Moving to a new community (part 3)

A city made of bricks built by children, "Project Morrinho" is an ever-growing social project that takes the form of a miniature city built by young people in Rio de Janeiro from brick, paint, and other found materials inspired by the landscape, architecture and everyday life of the favelas that span the city. The openings look a bit like form fields on a website form.
Photograph: “Project Morrinho at Night” by Alan Levine. CC-BY 2.0

In this post I’ll show how easy it is to install the Reclaim Hosting community site template. Then, I’ll demonstrate with a couple screenshots how simple it is to populate a community site with student and staff work.

Getting an empty community site installed is done in a flash. But first, folks will need to submit a support ticket to Reclaim Hosting to have the community template added to their WordPress Installation form. Once that is done, the rest is pretty automatic.

With the template added, you’ll see an additional option (actually a radio button) in the WordPress installer:

screen capture of the WordPress installer form. the WordPress Version field is depicted, with a "Content" radio button with two options - a clean install, or a Domains Community Site

In my case, I want to start working on a development subdomain. Once I’m sure everything is ready, I can easily move it into a production spot. For me, that final spot will be community.bergbuilds.domains. But for now, I’ll be working at dev.community.bergbuilds.domains. If you need some guidance on setting up subdomains, please visit this handy guide from Reclaim Hosting’s support docs: https://support.reclaimhosting.com/hc/en-us/articles/1500013046121-Creating-and-Managing-Subdomains

As configured, anyone should be able to submit a website to the Community site through a form. These submissions will be moderated, and will need to be approved by an administrator. If you expect to have two or more administrators, my recommendation is to create multiple admin accounts within the WordPress Users feature. But if you have a single shared administrator user and password, this will be set, at least initially, here.

screen capture of the SETTINGS field of the WordPress installation form.

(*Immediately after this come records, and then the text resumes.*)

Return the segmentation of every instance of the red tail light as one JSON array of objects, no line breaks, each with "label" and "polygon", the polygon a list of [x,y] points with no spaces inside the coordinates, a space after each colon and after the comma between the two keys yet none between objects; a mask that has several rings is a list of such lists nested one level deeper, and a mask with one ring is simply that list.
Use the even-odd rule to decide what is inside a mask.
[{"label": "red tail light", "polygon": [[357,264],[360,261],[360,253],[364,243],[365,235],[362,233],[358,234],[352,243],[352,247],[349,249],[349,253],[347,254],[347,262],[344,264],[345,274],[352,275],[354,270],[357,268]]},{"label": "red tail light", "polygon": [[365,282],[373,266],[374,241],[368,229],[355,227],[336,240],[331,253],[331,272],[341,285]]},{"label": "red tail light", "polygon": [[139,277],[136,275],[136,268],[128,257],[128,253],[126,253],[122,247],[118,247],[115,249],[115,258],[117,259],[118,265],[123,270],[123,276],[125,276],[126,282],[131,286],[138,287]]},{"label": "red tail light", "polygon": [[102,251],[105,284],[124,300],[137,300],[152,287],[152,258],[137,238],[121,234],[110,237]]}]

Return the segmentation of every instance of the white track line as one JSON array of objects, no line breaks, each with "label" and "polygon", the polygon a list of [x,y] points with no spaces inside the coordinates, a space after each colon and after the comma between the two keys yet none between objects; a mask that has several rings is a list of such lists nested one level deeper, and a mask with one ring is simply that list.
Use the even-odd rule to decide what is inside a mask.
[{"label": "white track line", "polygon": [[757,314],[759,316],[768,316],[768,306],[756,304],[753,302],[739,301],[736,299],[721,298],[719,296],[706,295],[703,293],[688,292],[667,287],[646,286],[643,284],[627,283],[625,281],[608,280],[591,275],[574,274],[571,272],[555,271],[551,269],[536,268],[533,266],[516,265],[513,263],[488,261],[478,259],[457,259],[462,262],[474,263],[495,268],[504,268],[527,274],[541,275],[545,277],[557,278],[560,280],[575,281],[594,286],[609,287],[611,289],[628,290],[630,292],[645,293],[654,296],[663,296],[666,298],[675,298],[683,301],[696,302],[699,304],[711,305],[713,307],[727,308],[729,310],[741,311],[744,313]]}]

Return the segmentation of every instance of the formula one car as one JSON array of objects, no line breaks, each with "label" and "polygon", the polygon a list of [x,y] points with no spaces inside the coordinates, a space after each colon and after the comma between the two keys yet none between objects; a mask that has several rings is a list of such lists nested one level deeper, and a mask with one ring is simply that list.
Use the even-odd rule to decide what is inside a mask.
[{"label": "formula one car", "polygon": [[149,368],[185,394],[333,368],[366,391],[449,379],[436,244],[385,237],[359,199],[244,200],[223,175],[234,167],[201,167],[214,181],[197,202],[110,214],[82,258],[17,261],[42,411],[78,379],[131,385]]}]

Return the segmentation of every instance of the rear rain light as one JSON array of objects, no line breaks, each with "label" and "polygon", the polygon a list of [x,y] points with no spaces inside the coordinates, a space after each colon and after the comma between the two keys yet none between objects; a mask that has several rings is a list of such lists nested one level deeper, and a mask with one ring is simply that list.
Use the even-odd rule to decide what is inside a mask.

A quick finalization of the installer form, and I have a new, shiny Community Template site with one entry:

screen capture of a new mostly empty community site template. One entry called Test Post is present.

Once a Community Site is installed, we have the option of hiding that radio button field from the Installer form. You’ll need access to WHM. You’d remove the community site template like this:

screen capture of the Installatron template configuration options in WHM

Select the Installatron Applications Installer, click on Templates and use the check boxes to toggle which options are seen in the installer form. In the WordPress stanza, you will uncheck to hide, check to show.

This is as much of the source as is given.